Despite the best efforts of staff and leadership, inefficiencies persist—they are products not of individuals but of systems too fractured and too slow to evolve.
Several years ago, my hospital introduced an electronic medical record (EMR) system, amid the usual promises of streamlined care, faster workflows, and safer outcomes. The reality was less inspiring.
Requests for flexibility were met with shrugs; certain features, we were told, simply "could not be done." The result was a system that added administrative friction without easing clinical work, a burden on those it was meant to assist.
Such experiences are not unique. Across healthcare, clinicians navigate fragmented information, duplicative tasks, and wasted opportunities to teach and mentor the next generation of doctors. Much of this waste arises from technology that is poorly adapted to the realities of clinical work—technology implemented without authentic frontline leadership.
Artificial intelligence (AI) now looms as the next great wave of healthcare innovation. It carries extraordinary potential to help, but only if healthcare learns from the past. The adoption of AI cannot follow the same patterns as EMR deployment: vendor-driven, rigid, and detached from clinical need. Instead, it must be clinician-led, strategically deployed, and governed with rigour.
The first principle of responsible AI adoption is that solutions must be designed by the people doing the work. Clinicians understand where inefficiencies lie: documentation burdens, rostering frustrations, fractured handovers, and the countless small administrative tasks that sap the time and energy needed for teaching and patient care. Addressing these areas should be the strategic focus of early AI initiatives rather than diving prematurely into complex diagnostic decision-support systems.
Governance must be embedded from the start, with AI committees including clinicians, executives, IT specialists, ethicists, and patient advocates. Oversight should be ongoing, not a one-off compliance exercise. Clinician "champions" should be appointed within departments to help shape and oversee implementation at a local level. Without such mechanisms, AI risks becoming just another source of operational complexity rather than a tool for good.
The deployment of AI should begin modestly. Pilots should be run in areas where success is measurable and risks are low: clinical documentation, rostering, coding accuracy, and educational support. Success metrics must be clear: time saved, errors reduced, administrative load lightened, satisfaction improved. Expansion should be deliberate, not hasty.
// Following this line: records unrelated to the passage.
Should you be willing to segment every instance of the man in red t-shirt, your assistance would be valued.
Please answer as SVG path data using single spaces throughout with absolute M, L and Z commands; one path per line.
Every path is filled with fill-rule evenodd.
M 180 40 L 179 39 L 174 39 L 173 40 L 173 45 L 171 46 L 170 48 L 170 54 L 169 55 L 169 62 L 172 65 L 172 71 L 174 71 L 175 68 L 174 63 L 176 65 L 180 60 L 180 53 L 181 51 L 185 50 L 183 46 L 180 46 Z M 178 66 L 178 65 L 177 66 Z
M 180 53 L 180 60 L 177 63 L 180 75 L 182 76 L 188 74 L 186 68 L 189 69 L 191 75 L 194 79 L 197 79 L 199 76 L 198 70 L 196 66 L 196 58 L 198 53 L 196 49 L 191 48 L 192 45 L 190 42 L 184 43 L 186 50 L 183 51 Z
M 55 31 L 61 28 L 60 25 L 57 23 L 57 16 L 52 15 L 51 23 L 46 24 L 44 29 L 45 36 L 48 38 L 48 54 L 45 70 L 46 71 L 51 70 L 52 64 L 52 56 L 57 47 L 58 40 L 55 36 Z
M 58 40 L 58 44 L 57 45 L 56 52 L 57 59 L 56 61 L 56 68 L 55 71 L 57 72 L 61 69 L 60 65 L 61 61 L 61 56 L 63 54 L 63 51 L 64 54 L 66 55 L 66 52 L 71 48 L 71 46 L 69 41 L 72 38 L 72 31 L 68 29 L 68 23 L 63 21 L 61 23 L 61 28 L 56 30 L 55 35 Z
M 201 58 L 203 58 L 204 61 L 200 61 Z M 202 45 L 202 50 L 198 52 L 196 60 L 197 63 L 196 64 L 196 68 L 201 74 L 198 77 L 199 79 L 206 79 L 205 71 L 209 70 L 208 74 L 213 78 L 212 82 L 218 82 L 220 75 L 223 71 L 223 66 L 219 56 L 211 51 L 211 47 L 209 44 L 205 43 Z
Of course, there are pitfalls to be avoided. Healthcare’s fascination with shiny new objects often leads to purchasing technologies that solve no real problem. Technologist-led implementations risk alienating clinicians, who are forced to adapt to systems rather than vice versa. Poor governance allows biases, safety risks, and inefficiencies to persist unchallenged.
"Technology should amplify human care—not obstruct it."
From the emergency floor, it is evident: healthcare’s future will depend not on faster procurement, but on leadership that is practical, consultative, and grounded in reality—leadership that many organisations are already demonstrating, but that must now extend into how we engage with AI.
Healthcare executives today have an opportunity that should not be wasted. With careful planning, AI can lighten the administrative burden on clinicians, restore time for mentorship and leadership, improve operational resilience, and build care environments that truly serve patients and staff alike. Institutions that move thoughtfully will not merely digitise old frustrations. They will modernise the practice of care itself.
"The success of digital transformation lies not in the technology itself, but in the culture of leadership, trust, and collaboration that surrounds it."
— World Economic Forum, 2023
The success of healthcare’s next transformation will not be measured by how much technology it buys, but by how wisely it uses it to serve people.
At Clintix, we believe the future of healthcare must be shaped by those who know it best. AI offers a rare chance to rebuild healthcare’s technological foundation—with care, wisdom, and above all, humanity.
It is not technology that will define the future of healthcare, but the decisions we make about it.